Trauma, Antagonism and the Bodies of Others: A Dialogue on Delegated Performance

Claire Bishop, Julia Austin

Abstract


Art historian Claire Bishop has pioneered the concept of antagonistic aesthetics: a provocative new paradigm for understanding socially engaged, collaborative forms of art/performance practice.

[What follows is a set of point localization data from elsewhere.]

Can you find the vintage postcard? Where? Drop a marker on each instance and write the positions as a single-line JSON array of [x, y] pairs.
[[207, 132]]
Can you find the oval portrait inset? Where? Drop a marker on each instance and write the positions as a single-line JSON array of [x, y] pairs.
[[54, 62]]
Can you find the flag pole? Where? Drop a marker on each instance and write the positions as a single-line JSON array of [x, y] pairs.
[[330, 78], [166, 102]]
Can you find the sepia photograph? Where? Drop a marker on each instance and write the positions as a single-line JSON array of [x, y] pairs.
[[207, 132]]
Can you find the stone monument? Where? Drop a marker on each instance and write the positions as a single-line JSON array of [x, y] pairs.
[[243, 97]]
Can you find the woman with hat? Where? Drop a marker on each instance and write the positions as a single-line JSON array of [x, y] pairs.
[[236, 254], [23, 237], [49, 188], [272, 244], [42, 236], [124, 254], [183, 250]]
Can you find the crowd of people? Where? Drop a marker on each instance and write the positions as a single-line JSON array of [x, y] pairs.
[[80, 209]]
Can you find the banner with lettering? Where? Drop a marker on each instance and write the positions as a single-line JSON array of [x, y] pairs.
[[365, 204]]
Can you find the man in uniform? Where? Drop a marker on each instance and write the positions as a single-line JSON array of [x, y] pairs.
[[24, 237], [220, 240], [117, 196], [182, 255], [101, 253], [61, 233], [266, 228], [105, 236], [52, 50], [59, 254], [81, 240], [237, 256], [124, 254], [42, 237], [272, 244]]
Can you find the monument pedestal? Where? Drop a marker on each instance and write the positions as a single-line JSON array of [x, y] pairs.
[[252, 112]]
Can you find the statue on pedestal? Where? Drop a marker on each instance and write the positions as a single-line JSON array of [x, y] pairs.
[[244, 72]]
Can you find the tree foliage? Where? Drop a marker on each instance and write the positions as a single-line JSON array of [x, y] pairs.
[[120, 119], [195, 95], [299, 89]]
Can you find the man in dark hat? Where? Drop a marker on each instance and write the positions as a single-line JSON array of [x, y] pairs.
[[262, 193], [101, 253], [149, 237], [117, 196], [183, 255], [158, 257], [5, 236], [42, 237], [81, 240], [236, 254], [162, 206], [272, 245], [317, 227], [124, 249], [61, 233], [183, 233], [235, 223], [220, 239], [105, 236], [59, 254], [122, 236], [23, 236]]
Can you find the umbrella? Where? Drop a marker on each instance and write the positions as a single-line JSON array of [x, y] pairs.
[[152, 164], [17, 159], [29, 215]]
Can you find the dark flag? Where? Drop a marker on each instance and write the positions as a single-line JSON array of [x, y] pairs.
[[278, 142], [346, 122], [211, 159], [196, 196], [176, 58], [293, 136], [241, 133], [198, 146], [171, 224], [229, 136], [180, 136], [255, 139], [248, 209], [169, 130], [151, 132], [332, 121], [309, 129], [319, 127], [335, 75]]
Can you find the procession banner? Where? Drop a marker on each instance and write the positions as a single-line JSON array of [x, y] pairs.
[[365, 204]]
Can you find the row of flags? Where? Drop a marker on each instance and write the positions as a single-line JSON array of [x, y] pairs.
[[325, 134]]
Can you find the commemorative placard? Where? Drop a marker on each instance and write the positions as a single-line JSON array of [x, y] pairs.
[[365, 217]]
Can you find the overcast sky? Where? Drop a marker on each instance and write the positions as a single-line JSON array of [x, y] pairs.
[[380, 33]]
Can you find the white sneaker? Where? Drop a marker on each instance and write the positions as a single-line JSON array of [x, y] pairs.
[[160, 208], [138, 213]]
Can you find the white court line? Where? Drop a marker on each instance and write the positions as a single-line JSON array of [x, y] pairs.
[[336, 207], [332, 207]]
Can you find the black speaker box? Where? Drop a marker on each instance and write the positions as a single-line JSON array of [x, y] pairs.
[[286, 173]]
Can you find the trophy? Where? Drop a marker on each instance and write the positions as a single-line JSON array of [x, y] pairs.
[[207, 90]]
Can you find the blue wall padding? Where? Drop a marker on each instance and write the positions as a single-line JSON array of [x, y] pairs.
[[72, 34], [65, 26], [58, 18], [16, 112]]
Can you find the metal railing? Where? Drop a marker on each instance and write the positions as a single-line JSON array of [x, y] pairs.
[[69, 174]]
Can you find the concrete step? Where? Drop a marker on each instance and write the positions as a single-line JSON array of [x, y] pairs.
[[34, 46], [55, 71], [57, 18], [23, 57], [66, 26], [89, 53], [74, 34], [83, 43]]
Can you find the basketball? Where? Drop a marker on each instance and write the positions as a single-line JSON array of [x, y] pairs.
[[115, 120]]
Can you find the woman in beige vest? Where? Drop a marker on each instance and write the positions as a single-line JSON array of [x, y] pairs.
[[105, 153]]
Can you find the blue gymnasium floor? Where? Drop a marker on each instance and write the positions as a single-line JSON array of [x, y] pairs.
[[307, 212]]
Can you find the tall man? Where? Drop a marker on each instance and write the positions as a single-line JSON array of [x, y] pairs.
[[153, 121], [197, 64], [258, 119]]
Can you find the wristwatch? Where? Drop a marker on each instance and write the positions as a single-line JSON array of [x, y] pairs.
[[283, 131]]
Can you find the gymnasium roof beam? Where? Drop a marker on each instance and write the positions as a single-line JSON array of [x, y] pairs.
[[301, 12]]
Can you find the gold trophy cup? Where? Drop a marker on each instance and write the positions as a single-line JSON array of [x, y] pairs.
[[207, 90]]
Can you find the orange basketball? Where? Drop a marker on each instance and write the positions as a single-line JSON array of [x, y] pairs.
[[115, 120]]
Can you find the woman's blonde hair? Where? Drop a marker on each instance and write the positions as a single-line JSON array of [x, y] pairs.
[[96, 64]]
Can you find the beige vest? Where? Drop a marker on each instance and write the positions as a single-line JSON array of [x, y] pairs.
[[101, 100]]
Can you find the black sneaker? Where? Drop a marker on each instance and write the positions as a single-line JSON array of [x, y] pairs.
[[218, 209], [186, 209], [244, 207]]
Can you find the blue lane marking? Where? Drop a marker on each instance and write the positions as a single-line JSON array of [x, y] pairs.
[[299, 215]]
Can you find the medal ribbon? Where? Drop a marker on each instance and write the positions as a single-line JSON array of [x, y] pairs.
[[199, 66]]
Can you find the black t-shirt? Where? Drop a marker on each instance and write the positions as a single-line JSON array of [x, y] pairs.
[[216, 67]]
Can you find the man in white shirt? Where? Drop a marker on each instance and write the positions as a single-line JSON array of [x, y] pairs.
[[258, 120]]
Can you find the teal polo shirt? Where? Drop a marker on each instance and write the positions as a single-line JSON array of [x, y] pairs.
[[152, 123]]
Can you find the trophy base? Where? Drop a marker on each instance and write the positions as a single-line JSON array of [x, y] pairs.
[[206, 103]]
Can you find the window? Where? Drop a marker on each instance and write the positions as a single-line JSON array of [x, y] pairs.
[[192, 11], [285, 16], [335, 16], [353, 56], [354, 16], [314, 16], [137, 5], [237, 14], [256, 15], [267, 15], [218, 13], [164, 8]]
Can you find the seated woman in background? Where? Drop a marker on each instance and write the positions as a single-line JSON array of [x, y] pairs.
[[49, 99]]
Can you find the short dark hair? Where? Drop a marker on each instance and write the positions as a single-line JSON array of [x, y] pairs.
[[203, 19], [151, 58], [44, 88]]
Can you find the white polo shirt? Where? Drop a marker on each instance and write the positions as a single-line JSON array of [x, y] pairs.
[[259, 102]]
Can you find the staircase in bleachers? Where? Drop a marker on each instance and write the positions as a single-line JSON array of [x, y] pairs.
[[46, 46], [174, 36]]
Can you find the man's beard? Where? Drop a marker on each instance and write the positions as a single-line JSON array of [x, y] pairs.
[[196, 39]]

In her groundbreaking essays ‘Antagonism and Relational Aesthetics’ and ‘The Social Turn: Collaboration and Its Discontents’, Bishop offers a trenchant critique of dominant theories of socially collaborative practice. In addition to targeting Nicolas Bourriaud’s influential manifesto of relational aesthetics, which proposed to disrupt capitalist systems of exchange by creating harmonious micro-utopias in the space of the gallery, Bishop also takes aim at the work of ‘politically correct’ scholars such as Grant Kester, who grounds his blueprint for dialogical aesthetics in an ethics of respect, empowerment and authorial sacrifice. While Bourriaud’s and Kester’s formulations of collaborative practice correspond to markedly different traditions, both approaches endeavour to heal or repair a damaged social bond. Bishop’s contribution is to challenge the presumed radicality and political value of such ameliorative, heteronomous projects, at the same time setting forth an alternative discursive framework that is tuned toward antagonistic goals.